Personal Information of 1.8 Million Texans Exposed
Confidential personal data of 1.8 million Texans was exposed and available to the public for almost three years. The data was from Texans who filed workers’ compensation claims with the Texas Department of Insurance.
That’s according to CNET. The information includes names, Social Security numbers, addresses, phone numbers and dates of birth.
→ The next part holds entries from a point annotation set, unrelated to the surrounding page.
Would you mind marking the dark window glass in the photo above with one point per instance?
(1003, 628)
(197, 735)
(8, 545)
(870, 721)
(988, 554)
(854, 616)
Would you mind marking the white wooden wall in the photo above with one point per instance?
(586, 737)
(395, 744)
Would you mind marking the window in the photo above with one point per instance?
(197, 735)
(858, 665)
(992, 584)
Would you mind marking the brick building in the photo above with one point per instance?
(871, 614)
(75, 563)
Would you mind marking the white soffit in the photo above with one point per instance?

It was publicly available online from March 2019 until January 2022.
According to a state audit report, the issue was caused by programming code that allowed internet access to a protected area of the application.
“The department is offering 12 months of credit monitoring and identity protection services at no cost to those who may have been affected by the issue,” it said.
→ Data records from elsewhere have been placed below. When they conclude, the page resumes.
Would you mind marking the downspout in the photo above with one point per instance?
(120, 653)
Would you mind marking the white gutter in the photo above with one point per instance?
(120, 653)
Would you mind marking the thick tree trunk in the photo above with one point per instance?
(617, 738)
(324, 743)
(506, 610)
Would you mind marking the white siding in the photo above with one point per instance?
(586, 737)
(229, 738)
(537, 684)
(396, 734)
Neil Jones is director of cybersecurity evangelism at Egnyte.
“The recent data breach at the Texas Department of Insurance is especially concerning because workers’ compensation data inherently includes personally identifiable information (PII) and protected health information (PHI), which are potential treasure troves for cyberattackers,” he said. “Although there’s no current evidence that the breached information has been used maliciously, it is not uncommon for attackers to wait for just the right time to post their breached data to the dark web. There are several key lessons that can be learned from this incident. Organizations need to combine data security with effective application security testing and penetration testing programs. Stress testing needs to be conducted before an application’s brought live to end-users in a public setting. During these dynamic times, routine technological audits need to occur on a more frequent basis than they did before, to prevent vulnerabilities from being exploited.”